Suriyeli ve Afgan göçmenler konusunda, 
Haber Türk yazarları Fatih Altaylı ve Nagehan Alçı arasında başlayan "Faşist" tartışmasında, Altaylıyı destekliyorum.
Ne bu yahu?
Türkiye yol geçen hanına döndü.
Başkanlık Sistemine geçeli her alanda belli keyfilik söz konusu.
Demek ki, parlamenter demokrasiden başkanlık sistemine geçmek için can atmanın nedeni, belli bir keyfilik içinde hareket etme özgürlüğüne kavuşmakmış.
Osmanlı dogmalara dayalı inanç ve hamaset nedeniyle, her yere görkemli camiler ve külliyeler yaptırıp dururken, bilime ve sanayiye yatırım yapmaya gereken önemi vermemişti..
Bu yüzden de batı gelişip kalkınırken, biz geri kaldık.
Türkiye Cumhuriyeti, kurulurken laiklik prensibi benimsenmiş, bilime ve sanayiye dönük ciddi yatırımlar yapılmaya başlandı.
İnsanların dogmaların dar kalıplarından çıkarılıp özgürce düşünme ve yaşama çizgisine taşınmaları gayretine girilirken.
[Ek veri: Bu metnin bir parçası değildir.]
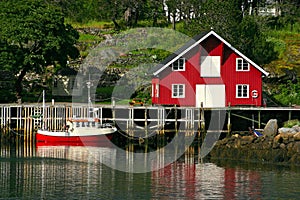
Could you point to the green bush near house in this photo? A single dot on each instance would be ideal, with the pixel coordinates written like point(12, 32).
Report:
point(291, 123)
Kadınlarımız, kara çarşaftan bu şekilde kurtulmuştu.
   Bugünse, tarihin çarkları ters döndürülmeye çalışılarak kadınlarımızı yavaş, yavaş kara çarşafa büründürülmekte.
      Baksanıza.
      Ülkenin en nadide mesire yerlerinden Çamlıca Tepesi ve Taksim’e görkemli camiler yapılmakta.
      Sanki Türkiye’de cami kıtlığı var.
      Ellerinden gelse her evin önüne cami yaptıracaklar.
      İnançlı insanların inançlarını istismar ederek oy devşirmeye kalkmak giderek yaygınlaşması bir yana modaya dönüştü.
      Sanki kadının edep yeri saçlarıymış gibi, kadınlarımızın ve kızlarımızın kafalarını sarıp sarmalamayı yaygınlaştırmakla meşguller.
      Patronun eşi rol model olunca herkes, kafasını sarıp sarmalıyor.
      Her neyse!
     Nereden nereye geldik hangi konuyu işleyecektik, hangi konuya girdik.
     Asıl konumuz Fatih Altaylı ile Nagehan Alçı arasındaki faşist tartışmasıydı.
     Fatih Altaylı haklı olarak benim gibi Suriyeli ve Afgan sığınmacılara karşı tepki gösterirken Nagehan Alçı’nın hamasi bir çıkışla çağdaşlık gösterisine kalkıp Altaylıyı faşistlikle suçlaması akıl alacak ve anlayışla karşılanacak bir şey değil.
Aslında.
Daha önceki “SAYIN ERDOĞAN’IN ARAP SEVDASI” başlıklı köşe yazımda bu konuyu derinliğine irdelemiştim.
     Aynı şeyleri tekrarlamaya gerek olmadığına inanarak, çağdaşlık kavramını kullanarak, toplumsal dayanışmayı ve köklü geleneği faşistlik çizgisine taşımak kadar saçma bir şey olamaz!
    Bence bu tür çıkışların asıl nedeni genelde, maalesef Türklük karşıtlığına dayanmakta.
    Bu konuda hepimizin duyarlı ve dikkatli olmasında yarar var.
    İşin çok daha tehlikeli yanı ise.
Suriye’deki iç savaşa çok sayıda dış güçlerin direkt müdahil olması.
     Yanı başımızdaki Suriye’nin uzun bir süredir siyasi istikrarsızlığı her bakımdan Türkiye’yi etkilemekte.
      Umarım bu bela, iyice çığırından çıkmadan  hem Suriye hem de biz biran önce kurtuluruz.